To this stern, apocalyptic or perhaps "only" pragmatic
assemblage, Deleuze offers equally grim alternatives: on the level
of "nascent control mechanisms," their "socio-technological study .
. . must be categorical and describe what is already in the process
of substitution for the disciplinary sites of enclosure, whose
crisis is everywhere proclaimed": prison regimes, educational
regimes, hospital regimes, corporate regimes, i.e. all revealing
"the progressive and dispersed installation of a new system of
domination" (O 7/P 246-47). In terms of the regime of communication,
"What is necessary [says Deleuze] is to high-jack _la parole_.
Creating has always been something other than communicating. The
important thing will perhaps be to create pockets [_vacuoles_] of
non-communication, interrupters, in order to escape control" (P
238). Yet, he concludes the discussion with Negri on a slightly less
ponderous note: "To believe in the world also means to inspire even
tiny events that slip past control, or cause new space-times to be
born, even superficial or of limited volume. . . . It's on the level
of each undertaking that are judged the capacity for resistance or
the opposite, the submission to control. We need both creation _and_
people" (P 239).
The inspiration of such "tiny events" are indeed part of "virtual
futures"; do they consist in extending the rhizome? how does one
"high-jack _la parole_" and create "interrupters" capable of
escaping control? To answer these questions with in the
Deleuze-Guattarian assemblages, I believe that we need to look
closely at their final work together, _What Is Philosophy?_, as well
as Guattari's proposal in _Chaosmose_ of a generalized ecology, or
an "ecosophy" (cf. also Guattari 1989). Within this "ecosophy" would
be an "ecology of the virtual" that would have as goal "not only of
preserving endangered species of cultural life, but also of
engendering new conditions for creation and for the developement of
unheard-of, unimaginable formations of subjectivity" (1992,
127-128), that is, "virtuality machines," "blocks of mutant percepts
and affects" be characterized by "limitless interfaces that secrete
interiority and exteriority constituted at the root of any system of
discursivity" (1992, 128-131; cf. Conley 1993 on "terminal humans"

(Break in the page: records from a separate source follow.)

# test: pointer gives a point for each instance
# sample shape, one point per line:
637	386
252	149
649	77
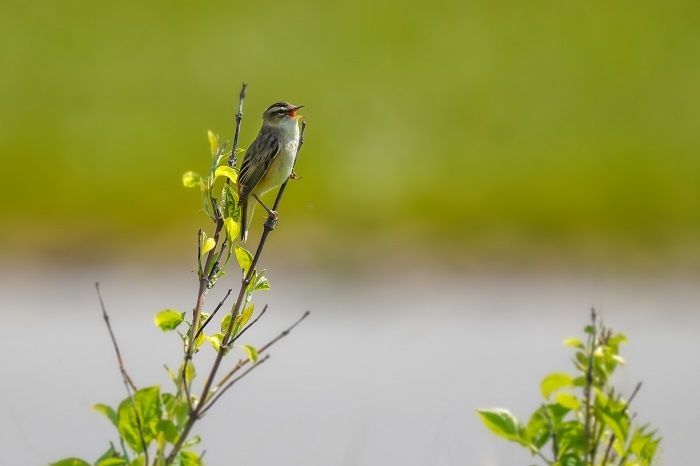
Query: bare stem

related to this "ecosophy").
In any case, here and now, I self-impose an "interrupter" and
leave where I commenced, _dans le milieu, intermezzo_, with the
Deleuze-Guattarian caution, not wisdom, as translated by an
_intercesseur_/mediator named De Landa: "All you can do is approach
carefully because the last thing you want to do is get swallowed up
by a chaotic attractor that's too huge in phase space. As Deleuze
says, 'Always keep a piece of fresh land with you at all times.'
Always keep a little spot where you can go back to sleep after a day
of destratification. Always keep a small piece of territory,
otherwise you'll go nuts" (Davis 1992, 48).